Julian's article is mostly well thought out. He begins by talking about how making things asynchronous won't make them faster. At least, that's his intent, I believe. He then goes on to show that he doesn't know what he's talking about, which is where my beef (or _goat_ if you will), exists:
bq. "The Two Generals' Problem":http://en.wikipedia.org/wiki/Two_Generals%27_Problem [is] a thought experiment in coordinating activities via a potentially unreliable asynchronous communication line.
Thinking about the thought experiment is akin to the proving or disproving of god (whichever one you _don't_ believe) -- In an _unreliable communications medium_, co-ordinating an activity is based _purely on faith_. The two key points here are that the medium is unreliable, and that the activity is based on faith. That's why I emphasised those words. I'm telling you this because he then goes on to analogise the thought experiment into a different thought experiment involving "Gangstas" (I don't know what that is, but apparently it's illegal). Here's the full story:
bq. Detective Jimmy McNulty and detective Kima Greggs have staked out a Barksdale drug house for a week. As supplies run low, the crew that run the place call for a re-up of stock, which must be delivered and paid for. At the moment this transaction takes place there will be the drugs, a couple of captains, a few foot soldiers, some illegal guns and a whole load of money all in the house. For the gang it's a dangerous moment. For the police a golden opportunity to make some arrests.

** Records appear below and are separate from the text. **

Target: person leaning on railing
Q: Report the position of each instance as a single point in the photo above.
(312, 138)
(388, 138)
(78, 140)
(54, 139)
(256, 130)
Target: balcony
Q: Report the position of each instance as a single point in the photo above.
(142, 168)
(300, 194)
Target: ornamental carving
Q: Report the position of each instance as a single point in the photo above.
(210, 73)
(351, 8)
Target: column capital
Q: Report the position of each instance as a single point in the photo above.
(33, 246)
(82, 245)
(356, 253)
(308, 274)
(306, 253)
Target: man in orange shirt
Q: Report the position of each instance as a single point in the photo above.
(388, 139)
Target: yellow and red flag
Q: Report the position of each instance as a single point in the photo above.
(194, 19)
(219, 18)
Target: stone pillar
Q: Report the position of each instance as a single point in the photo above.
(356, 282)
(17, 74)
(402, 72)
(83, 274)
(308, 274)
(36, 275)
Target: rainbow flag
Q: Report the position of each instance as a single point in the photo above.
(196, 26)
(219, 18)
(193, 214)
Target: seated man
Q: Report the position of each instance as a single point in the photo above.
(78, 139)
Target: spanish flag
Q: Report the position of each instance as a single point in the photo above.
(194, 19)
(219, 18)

bq. Greggs covers the back of the property and McNulty the front. Police backup arrives, but not enough for comfort. There will be five gang members in the house and six cops in total - three around the back and three at the front. They can overwhelm the gang at the appropriate time, but only if they go together in a coordinated operation.
bq. The way this would normally be done would be by radio. The drug car pulls up, McNulty lets the product enter the house and then yells "Go. Go. Go." into his walkie talkie and all hell breaks loose - 'cept that would be synchronous communication and their commanding officer back at headquarters, political suck-up William Rawls, fancies himself as an enterprise architect and has mandated that everything must be asynchronous.

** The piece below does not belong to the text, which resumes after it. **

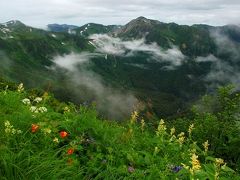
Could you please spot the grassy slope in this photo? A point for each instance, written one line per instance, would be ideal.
(101, 149)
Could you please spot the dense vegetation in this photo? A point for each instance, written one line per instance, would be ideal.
(42, 138)
(29, 52)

The story goes on, and now he pretends that the McNulty and Greggs are the two generals, and there's a young boy and $10 involved. I figured it'd be TMI to tell you more.

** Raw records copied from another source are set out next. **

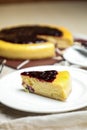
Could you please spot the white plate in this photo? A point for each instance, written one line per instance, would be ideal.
(13, 95)
(75, 57)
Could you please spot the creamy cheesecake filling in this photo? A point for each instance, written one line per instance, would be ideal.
(28, 34)
(47, 76)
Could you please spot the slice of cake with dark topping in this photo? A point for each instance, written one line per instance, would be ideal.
(52, 84)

What Julian doesn't appear to realise is that _you don't need a boy and a tenner to make the two generals problem_. It works just as well with an... oh I don't know... maybe a _walkie talkie_. Imagine the following scenario:
As before, the cops are sitting on either side of the house. They have a walkie talkie. McNulty wants to enter the house and yell "Go Go Go" but it's been a long stake-out, one of the others could be in a bathroom or something. or maybe the batteries have just died (or dying) in the radio. Instead he says "OK are you guys ready"? Greggs replies "yep, ready when you are, but it's kind of hard to pick you up here. Just say when". McNulty yells "GO GO GO". Greggs: "WAIT, did you just say GO or NO". McNulty: "Greggs, I hate you". Benny hill music plays in the background as hilarious antics occur.
The real question here is "what constitutes a reliable communications line". The answer, of course, is "reliability is the inverse of my faith in the communications medium". You can get more technical than that, but you get the idea.
The problem that Julian's got is that he thinks that asynchronous and synchronous communications are at the same level of abstraction, but they are not. Asynchronous communication is actually more basic: You can implement Synchronous communication in terms of Asynchronous communication. In fact, if you do so, that will necessarily form an ideal synchronous system. If the communication is ideal, the synchronous system cannot be wrong. If it isn't, well you're fucked even if you _try_ and implement a synchronous system. The idea behind making all communications asynchronous is to be keenly aware of the fact that _shit can go wrong_.
In fact, this is the problem with making things asynchronous: people expect the system's efficiency to improve. However, maybe the system is _inherently_ synchronous. Maybe you need replies. Maybe you could live without the replies and completely re-think how the processes are completed, but maybe you actually need the replies! Just by changing the underlying system to be asynchronous, you may not see any scalability benefits, he's right about that. His reasoning is somewhat lacking.